Some scholars believe the watercolour is of insufficient aesthetic merit to be included alongside the work of professional artists in New Zealand art histories, stressing its value instead as a documentary record of a historical event. Alternatively we could view Oliver as one of a number of untrained artists enacting their social aspirations through their practice, since travel sketching and painting was a gentlemanly pastime. Oliver was also aware that money could be made from published travel art, although the market for exotic images had already been saturated by the time he produced A series of lithographic drawings from sketches in New Zealand in 1852.

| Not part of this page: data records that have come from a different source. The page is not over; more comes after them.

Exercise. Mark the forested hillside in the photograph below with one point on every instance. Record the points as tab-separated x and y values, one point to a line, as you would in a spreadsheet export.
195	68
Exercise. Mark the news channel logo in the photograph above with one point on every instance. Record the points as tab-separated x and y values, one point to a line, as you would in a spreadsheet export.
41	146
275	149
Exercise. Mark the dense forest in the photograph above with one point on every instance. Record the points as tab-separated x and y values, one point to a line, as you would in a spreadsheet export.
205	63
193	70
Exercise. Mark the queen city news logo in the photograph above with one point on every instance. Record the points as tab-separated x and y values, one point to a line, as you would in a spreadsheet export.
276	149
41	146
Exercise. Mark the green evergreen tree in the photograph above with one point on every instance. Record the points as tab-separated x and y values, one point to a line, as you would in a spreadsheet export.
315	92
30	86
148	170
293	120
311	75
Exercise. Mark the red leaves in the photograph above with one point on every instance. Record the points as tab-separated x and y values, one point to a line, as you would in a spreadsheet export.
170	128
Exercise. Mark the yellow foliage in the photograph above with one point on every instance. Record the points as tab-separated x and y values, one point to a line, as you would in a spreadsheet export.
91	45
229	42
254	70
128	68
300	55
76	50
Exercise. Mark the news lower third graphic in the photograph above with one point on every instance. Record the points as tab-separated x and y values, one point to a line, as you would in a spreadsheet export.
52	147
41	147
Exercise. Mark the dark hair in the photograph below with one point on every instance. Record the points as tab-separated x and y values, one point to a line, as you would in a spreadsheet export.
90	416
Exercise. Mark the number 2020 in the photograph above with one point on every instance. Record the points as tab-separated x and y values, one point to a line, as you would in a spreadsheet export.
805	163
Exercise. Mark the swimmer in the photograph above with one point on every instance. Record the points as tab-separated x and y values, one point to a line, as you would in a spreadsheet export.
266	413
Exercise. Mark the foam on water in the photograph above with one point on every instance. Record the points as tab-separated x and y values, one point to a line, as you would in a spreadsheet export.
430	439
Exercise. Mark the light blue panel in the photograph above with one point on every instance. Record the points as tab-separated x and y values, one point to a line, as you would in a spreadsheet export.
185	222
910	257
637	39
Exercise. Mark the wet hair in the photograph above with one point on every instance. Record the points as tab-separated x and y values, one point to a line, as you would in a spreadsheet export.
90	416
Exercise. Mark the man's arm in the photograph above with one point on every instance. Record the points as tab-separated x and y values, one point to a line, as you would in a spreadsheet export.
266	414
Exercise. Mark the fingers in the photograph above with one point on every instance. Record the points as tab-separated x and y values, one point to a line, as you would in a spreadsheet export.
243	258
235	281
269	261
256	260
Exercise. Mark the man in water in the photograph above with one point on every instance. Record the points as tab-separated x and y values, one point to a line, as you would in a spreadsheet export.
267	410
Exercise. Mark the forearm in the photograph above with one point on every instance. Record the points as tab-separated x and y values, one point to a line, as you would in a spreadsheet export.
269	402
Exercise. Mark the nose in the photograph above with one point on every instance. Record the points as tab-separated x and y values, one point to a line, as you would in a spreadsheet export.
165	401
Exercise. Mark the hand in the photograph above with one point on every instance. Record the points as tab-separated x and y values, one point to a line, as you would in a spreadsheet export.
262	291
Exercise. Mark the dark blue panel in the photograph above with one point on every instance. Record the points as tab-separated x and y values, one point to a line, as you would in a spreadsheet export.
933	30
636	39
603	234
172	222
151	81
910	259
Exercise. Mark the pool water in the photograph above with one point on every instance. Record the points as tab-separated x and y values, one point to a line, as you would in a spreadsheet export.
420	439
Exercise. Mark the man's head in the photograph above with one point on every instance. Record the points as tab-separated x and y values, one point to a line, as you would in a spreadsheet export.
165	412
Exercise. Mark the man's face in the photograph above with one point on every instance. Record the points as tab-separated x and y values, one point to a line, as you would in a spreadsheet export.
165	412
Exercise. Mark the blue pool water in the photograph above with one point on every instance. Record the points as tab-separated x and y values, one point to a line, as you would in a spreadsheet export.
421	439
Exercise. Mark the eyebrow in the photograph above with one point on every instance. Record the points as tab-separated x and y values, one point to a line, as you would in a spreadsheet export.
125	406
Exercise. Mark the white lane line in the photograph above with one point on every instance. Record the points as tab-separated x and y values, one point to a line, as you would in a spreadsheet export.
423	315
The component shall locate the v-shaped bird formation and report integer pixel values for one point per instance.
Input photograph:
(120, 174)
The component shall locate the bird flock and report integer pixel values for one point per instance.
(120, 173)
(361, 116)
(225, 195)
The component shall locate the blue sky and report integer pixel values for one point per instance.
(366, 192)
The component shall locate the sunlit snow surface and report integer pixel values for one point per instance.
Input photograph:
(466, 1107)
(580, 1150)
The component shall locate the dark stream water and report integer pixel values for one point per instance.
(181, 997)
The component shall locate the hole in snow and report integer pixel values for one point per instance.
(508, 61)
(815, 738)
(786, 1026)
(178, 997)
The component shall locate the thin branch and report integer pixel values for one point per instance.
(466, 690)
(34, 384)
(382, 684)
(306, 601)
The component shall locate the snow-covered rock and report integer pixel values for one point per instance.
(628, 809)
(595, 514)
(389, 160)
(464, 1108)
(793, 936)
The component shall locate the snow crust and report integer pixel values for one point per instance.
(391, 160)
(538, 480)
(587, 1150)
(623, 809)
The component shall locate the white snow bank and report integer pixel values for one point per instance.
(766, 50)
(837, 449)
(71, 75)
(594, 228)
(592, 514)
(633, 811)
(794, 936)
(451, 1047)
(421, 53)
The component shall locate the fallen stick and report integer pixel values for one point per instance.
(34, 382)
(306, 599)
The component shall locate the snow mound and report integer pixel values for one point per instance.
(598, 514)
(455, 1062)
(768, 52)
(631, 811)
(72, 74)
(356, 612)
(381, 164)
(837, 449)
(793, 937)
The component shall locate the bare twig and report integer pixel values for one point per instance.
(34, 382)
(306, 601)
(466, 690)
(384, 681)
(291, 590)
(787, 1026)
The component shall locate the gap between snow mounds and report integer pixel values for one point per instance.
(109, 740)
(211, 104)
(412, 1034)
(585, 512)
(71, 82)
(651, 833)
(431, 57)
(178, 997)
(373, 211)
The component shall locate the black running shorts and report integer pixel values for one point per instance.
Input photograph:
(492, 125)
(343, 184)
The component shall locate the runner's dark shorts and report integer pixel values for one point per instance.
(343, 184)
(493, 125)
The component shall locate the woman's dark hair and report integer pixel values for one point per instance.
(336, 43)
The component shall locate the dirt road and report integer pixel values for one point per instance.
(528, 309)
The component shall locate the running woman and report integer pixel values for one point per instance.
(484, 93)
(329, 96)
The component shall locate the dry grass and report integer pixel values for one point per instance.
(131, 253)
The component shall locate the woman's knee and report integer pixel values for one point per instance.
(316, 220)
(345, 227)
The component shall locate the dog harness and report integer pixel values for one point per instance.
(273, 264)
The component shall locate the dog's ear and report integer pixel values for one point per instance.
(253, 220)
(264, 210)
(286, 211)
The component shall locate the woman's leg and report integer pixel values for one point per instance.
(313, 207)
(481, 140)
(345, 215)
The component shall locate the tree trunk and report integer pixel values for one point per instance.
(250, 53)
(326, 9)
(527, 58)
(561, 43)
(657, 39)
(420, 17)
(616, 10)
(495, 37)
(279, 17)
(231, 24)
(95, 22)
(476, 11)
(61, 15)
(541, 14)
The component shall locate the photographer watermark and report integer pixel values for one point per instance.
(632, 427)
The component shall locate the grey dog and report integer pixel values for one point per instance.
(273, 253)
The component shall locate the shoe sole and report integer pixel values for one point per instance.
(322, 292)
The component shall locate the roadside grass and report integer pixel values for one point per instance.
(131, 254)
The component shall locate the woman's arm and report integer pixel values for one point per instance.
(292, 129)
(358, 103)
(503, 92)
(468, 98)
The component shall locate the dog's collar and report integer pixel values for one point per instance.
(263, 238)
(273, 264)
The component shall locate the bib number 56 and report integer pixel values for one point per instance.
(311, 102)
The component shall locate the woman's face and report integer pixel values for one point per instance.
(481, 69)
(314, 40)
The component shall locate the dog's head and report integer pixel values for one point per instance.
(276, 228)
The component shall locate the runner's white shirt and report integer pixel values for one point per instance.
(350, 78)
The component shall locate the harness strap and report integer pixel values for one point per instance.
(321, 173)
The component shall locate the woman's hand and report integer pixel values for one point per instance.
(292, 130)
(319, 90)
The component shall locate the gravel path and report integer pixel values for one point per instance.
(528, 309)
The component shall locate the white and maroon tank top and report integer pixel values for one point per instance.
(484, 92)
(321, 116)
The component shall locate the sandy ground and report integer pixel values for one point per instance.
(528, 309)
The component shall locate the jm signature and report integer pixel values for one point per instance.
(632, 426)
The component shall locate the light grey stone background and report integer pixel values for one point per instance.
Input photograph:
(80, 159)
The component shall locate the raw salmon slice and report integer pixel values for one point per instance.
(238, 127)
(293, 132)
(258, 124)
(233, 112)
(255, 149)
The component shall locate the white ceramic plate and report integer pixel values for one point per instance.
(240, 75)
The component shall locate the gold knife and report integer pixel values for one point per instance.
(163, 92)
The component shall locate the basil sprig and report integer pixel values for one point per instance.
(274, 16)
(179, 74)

Despite their cultural differences, both Oliver the artist and Nene the architect were working towards the same objective. Oliver had seized the opportunity to depict a rare scene in the hope of socially and financially capitalising on its display and reproduction, while Nene built this magnificent structure to exhibit his resources and thereby enrich his mana. Contemporary appreciation of the watercolour, illuminated by an understanding of its Pākehā and Māori importance, thus bridges the divide between artist and subject.